Cambridge, Mass., 22. Juni 1975
Das Erdbeben von Las Vegas
Als in diesen Tagen die Hochhäuser von Las Vegas in Nevada in ihren Stahlgerüsten zu schwanken anfingen, wurden nicht nur die Bewohner der Spielkasino-Stadt unsanft aus dem Schlaf gerissen, sondern auch der Weltöffentlichkeit wiederum ins Bewusstsein gerufen, dass das Atomzeitalter nichts von seinem Schrecken verloren hat. Rund 120 Meilen (192 km) von Las Vegas entfernt wurde in der Wüste von Nevada in 1.000 Meter Tiefe eine Wasserstoffbombe in der Megatonnenkategorie gezündet.

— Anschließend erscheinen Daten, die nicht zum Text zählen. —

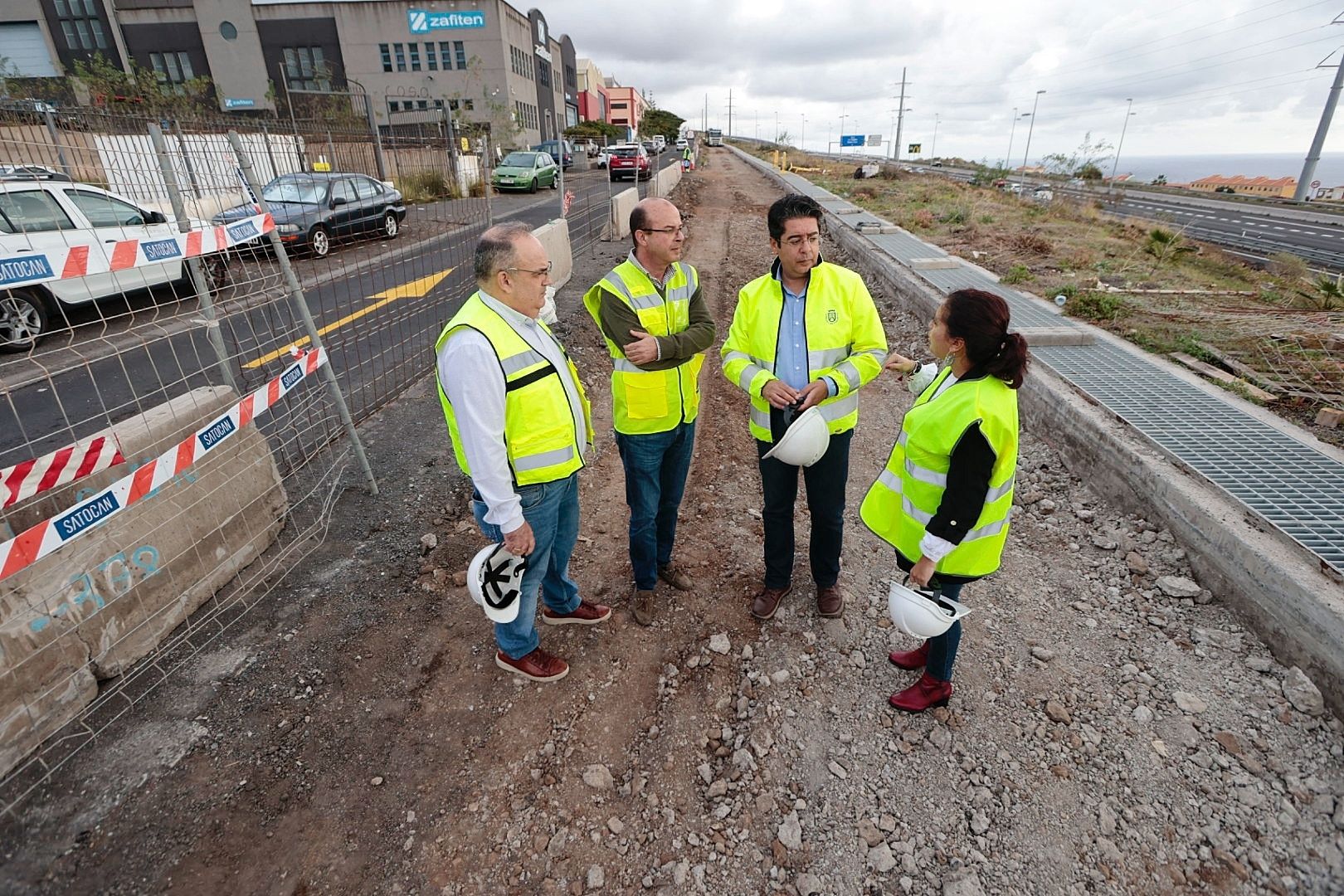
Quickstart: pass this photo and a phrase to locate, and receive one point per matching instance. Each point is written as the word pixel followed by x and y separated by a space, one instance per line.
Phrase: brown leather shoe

Die Sprengkraft übertraf fünfzigmal diejenige von Hiroshima. Es wurde dadurch ein leichtes Erdbeben ausgelöst, das im Umkreis von 200 Meilen (320 km) spürbar war. Das Zerstörungspotential einer solchen Bombe übersteigt die Fassungskraft. Es ist einfach ein Gebot der Vernunft, dass die SALT-Gespräche fortgeführt werden, und dass alles unternommen wird, um die Gefahr eines Atomkrieges zu verhindern.